Dejó la pregunta sin formular, con las cejas arqueadas, una expresión de ironía muy francesa.

Thomas le habló de la obra perdida de Shakespeare, de la curiosa pasión de Daniella Blackstone por una desconocida marca de champán y del encuentro que David Escolme había planeado con Thomas en el Poets’ Corner. Para su sorpresa, la emoción del sacristán languideció.

—No hay mucho por dónde seguir, ¿verdad? —dijo—. Puede que nada de esto guarde relación entre sí. Quizá esté siguiendo la pista equivocada.

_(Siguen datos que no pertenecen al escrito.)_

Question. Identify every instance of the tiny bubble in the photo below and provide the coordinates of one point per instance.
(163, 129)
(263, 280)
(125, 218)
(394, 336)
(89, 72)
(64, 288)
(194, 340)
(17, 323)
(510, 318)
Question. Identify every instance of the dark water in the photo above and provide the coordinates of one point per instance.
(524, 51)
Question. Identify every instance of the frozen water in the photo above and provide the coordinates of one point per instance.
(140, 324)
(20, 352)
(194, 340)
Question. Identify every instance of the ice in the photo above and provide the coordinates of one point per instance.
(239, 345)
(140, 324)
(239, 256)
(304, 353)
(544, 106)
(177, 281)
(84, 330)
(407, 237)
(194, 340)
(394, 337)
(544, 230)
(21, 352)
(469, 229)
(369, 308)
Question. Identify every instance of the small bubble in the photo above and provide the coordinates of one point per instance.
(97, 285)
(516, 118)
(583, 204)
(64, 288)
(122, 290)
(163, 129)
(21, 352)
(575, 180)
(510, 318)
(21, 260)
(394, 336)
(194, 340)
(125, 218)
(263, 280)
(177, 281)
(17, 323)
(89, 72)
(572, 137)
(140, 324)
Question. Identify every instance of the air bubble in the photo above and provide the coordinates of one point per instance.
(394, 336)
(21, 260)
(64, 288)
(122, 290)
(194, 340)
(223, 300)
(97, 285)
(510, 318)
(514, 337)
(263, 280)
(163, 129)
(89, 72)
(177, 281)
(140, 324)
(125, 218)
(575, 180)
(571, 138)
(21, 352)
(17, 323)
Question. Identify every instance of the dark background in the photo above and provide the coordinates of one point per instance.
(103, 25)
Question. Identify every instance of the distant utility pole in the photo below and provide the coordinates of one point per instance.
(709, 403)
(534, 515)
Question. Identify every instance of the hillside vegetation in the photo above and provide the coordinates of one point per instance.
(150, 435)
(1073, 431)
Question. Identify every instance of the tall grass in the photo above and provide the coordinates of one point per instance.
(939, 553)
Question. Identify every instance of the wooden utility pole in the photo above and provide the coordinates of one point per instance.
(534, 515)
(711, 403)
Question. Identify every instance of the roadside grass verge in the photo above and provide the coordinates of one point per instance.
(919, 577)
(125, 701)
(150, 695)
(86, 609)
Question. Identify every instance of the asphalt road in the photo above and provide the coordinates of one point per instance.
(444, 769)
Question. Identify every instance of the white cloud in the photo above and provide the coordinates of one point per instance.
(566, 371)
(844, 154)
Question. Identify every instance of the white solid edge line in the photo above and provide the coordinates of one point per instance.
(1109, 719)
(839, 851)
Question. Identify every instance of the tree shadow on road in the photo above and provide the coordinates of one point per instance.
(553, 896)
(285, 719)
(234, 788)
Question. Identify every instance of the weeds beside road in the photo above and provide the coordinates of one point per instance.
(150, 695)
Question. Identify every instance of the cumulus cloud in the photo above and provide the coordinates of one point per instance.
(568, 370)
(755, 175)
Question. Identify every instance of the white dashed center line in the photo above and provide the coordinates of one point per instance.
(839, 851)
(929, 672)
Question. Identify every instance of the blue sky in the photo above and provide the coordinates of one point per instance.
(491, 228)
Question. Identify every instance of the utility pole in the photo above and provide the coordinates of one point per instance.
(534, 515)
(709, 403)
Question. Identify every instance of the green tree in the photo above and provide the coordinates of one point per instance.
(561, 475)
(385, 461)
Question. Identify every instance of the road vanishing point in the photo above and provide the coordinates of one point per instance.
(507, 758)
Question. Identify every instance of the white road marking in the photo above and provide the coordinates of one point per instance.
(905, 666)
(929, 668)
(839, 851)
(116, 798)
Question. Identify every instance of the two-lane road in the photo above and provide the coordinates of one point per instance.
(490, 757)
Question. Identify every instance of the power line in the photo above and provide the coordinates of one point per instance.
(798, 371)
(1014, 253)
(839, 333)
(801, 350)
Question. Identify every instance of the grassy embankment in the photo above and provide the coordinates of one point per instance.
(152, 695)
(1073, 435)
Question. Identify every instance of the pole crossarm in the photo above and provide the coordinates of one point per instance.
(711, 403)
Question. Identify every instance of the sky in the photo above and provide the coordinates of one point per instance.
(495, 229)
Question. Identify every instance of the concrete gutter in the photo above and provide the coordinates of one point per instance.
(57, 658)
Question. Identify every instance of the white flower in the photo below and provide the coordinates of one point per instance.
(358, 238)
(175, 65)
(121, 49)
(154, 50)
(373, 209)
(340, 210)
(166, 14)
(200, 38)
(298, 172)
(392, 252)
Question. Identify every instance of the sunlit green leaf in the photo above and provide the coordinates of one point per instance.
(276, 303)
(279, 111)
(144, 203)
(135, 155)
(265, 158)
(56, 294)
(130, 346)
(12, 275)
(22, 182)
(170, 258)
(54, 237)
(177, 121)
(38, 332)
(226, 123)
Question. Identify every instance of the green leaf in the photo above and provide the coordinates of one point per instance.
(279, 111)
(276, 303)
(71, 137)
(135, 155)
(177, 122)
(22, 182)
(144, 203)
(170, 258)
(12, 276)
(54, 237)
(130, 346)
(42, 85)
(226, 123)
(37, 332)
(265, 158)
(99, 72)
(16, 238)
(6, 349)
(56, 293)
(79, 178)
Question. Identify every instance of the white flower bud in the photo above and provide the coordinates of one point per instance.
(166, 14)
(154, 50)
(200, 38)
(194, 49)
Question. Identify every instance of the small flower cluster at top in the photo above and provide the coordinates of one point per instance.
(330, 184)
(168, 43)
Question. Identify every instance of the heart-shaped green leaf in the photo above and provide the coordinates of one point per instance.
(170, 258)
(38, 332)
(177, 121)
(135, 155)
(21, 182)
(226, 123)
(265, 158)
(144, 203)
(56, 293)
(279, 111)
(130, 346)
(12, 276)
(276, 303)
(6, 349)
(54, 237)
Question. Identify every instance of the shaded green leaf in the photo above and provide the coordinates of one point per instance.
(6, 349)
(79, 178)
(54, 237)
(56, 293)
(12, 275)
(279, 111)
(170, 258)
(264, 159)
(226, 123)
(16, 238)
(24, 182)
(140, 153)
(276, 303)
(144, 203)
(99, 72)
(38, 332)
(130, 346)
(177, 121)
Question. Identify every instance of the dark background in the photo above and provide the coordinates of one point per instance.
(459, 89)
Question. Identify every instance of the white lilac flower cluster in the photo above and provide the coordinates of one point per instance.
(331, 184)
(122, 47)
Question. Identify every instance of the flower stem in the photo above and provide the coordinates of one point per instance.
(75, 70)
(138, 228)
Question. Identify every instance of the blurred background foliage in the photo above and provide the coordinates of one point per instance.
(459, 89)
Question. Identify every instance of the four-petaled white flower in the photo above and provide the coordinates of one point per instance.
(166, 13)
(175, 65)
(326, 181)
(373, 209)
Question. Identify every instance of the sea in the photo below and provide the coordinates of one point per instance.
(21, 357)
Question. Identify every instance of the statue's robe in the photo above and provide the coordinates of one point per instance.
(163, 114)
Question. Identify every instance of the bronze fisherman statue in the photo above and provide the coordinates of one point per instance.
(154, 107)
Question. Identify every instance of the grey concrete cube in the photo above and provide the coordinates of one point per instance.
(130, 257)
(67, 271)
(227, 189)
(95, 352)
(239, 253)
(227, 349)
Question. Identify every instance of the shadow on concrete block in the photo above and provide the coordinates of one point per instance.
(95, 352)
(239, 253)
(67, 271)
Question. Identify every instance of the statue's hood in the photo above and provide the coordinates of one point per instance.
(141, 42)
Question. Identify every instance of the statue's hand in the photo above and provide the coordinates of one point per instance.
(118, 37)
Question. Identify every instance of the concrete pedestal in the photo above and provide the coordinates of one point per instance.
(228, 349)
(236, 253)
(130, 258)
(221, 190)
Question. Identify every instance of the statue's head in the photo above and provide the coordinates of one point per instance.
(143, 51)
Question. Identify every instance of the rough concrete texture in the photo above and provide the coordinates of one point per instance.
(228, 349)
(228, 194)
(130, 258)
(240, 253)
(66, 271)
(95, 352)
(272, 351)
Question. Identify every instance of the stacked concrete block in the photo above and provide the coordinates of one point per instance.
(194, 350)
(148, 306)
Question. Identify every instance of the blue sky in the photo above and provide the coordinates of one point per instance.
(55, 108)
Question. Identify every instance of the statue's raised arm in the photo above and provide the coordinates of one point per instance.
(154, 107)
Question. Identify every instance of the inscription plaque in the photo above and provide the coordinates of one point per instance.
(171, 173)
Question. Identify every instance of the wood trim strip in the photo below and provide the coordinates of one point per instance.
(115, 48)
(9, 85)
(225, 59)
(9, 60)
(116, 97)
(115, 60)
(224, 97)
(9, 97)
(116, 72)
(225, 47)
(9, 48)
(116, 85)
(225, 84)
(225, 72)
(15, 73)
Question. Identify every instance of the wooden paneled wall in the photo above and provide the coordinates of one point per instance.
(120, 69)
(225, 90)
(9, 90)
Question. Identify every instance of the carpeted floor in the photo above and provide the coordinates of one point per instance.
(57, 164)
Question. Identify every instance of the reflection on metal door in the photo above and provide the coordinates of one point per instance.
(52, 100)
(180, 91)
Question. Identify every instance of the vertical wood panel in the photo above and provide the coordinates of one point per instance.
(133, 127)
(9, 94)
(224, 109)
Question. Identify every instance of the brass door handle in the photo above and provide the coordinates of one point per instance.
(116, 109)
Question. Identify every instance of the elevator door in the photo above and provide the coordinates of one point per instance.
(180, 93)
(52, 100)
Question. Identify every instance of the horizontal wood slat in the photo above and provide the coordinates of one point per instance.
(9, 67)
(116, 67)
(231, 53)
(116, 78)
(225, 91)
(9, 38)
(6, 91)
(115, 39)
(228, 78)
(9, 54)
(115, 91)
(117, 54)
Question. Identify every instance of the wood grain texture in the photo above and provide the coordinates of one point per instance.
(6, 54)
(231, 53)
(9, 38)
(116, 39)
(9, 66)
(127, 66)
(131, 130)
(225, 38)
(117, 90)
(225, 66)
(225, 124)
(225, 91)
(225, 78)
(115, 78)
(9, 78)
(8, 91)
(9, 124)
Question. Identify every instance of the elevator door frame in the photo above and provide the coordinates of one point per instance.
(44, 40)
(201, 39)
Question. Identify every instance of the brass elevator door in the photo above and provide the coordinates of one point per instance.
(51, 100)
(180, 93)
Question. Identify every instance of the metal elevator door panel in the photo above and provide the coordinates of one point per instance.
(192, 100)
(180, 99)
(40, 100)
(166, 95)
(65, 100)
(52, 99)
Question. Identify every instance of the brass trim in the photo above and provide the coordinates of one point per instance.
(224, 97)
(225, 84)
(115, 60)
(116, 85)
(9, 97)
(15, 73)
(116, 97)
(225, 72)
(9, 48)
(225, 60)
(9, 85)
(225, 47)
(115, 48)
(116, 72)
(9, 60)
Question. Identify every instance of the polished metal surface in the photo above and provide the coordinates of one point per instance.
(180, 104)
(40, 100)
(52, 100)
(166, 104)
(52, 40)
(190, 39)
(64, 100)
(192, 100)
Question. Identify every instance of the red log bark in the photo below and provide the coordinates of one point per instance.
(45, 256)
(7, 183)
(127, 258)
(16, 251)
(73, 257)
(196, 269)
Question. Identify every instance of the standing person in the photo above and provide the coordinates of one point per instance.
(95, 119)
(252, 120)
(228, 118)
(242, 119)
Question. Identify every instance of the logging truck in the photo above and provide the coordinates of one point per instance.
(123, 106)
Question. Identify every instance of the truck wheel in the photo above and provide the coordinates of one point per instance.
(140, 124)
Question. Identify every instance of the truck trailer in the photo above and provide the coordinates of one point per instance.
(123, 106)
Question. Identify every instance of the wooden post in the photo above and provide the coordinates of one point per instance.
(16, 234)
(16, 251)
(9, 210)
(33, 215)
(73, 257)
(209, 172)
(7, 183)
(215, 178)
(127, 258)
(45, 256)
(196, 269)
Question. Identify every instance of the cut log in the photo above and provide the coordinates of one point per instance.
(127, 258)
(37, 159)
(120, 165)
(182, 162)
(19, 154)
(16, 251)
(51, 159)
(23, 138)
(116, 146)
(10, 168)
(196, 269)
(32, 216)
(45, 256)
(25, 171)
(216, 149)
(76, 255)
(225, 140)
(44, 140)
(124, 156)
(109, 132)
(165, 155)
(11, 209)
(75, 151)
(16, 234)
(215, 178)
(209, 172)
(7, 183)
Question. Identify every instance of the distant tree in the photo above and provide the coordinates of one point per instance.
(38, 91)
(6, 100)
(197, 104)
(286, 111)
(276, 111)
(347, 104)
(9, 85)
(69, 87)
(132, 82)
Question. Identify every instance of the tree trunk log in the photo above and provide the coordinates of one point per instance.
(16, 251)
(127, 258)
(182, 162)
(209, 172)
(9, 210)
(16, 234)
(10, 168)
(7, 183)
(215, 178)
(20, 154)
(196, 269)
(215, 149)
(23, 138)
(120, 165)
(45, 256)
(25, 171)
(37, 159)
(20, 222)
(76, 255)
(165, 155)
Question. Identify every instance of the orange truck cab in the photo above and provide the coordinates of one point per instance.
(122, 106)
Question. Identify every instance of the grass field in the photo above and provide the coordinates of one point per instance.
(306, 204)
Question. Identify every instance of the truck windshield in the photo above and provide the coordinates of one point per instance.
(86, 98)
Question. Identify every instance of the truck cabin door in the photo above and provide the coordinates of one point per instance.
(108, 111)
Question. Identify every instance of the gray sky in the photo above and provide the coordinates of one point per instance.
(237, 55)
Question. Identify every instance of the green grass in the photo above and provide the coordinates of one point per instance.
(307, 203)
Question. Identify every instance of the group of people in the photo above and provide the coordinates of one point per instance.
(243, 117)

—Lo sé —reconoció Thomas—, pero piénselo. Un hombre de letras, culto, que personifica cierta armonía anglofrancesa, si así quiere llamarlo, que tiene vínculos con el teatro francés y que escribe obras «de estilo inglés». El hombre conoce la dramaturgia inglesa y vivió en Londres solo unas décadas después de que la última copia conocida de Trabajos de amor ganados fuera vendida. ¿No cabe al menos la posibilidad de que él adquiriera ese ejemplar, quizá el único que quedaba, de esa obra inglesa que hablaba de la realeza francesa? Una obra que, si algo tiene que ver con Trabajos de amor perdidos, celebra el ingenio verbal y el triunfo del amor y el placer frente a la circunspección. Si mi concepción de la obra perdida se acerca a esta definición, no se me ocurre nada más acorde con un francés hedonista y hombre de letras. Efervescente, como usted había dicho.

—Estaba hablando del champán.

—Bueno, probablemente esa sea la mejor palabra para describir cómo imagino yo Trabajos de amor ganados. Efervescente. Muy en la sintonía de Saint Evremond.

—Pongamos entonces que sí tuvo una copia de la obra —dijo el sacristán—. ¿Qué ocurrió con ella? Su biblioteca ha sido catalogada y aún sigue siendo muy conocido en ciertos círculos. Si todavía hubiese tenido la obra cuando murió, en 1703, habría salido a la luz.

—Quizá la regaló.

—Si no hay constancia escrita de la obra tras el inventario de 1603 de la librería —musitó el sacristán—, por aquel entonces ya tenía que ser una posesión preciada; una curiosidad, al menos. Un hombre con los gustos y conocimientos de Saint Evremond no la habría dejado escapar tan fácilmente.

—Usted ha dicho que mantuvo correspondencia con varias mujeres y que tuvo alguna que otra amante —dijo Thomas—. Quizá se lo diera a alguna de ellas.

—Era gente muy conocida —dijo Hazlehurst—. Sin duda sus bibliotecas han sido documentadas y catalogadas. Déjeme ver con quién puedo hablar. Tengo un conocido en la Sorbona que quizá pueda ponerme en contacto con alguien que sepa más cosas de este asunto.

De camino a la salida, Thomas encontró un lugar tranquilo donde sentarse sin notar la presencia constante de los turistas. Estaba tan contento del éxito de la operación que la enormidad de la enfermedad había palidecido durante unas horas. En esos momentos, en aquel lugar tan repleto de mortalidad, había regresado de nuevo. La operación, después de todo, era solo el inicio.

Quizá debería ir con ella, independientemente de lo que ella dijese que quería, independientemente de lo que Deborah dijera, abandonar toda esa investigación que no parecía llevar a nada y centrarse en lo que de verdad importaba. Pero Kumi estaba aún acostumbrada a vivir sola. Si la operación hubiera salido mal, él habría ido. Deborah tenía razón: en esos momentos estaría en el modo «gestión de crisis» y si él iba a allí solo lograría interferir, sobre todo si estaba alicaído. Ella era mucho más fuerte que él. Siempre lo había sido. Dejaría que encontrara su fuerza. Después iría a verla.

Alzó la vista al enorme espacio que se cernía sobre él y a los magníficos arcos de piedra de los contrafuertes del techo y pronunció la palabra «cáncer» para sus adentros una y otra vez, intentando enmudecer el horror que contenía. No funcionó, pero permaneció sentado más tiempo, casi inmóvil, sin pensar en nada, intentando acallar lo que vendría después. Finalmente encendió una vela en un rincón de la abadía donde un vigilante de seguridad estaba reprendiendo a un turista excesivamente desenvuelto que había grabado un vídeo sin permiso.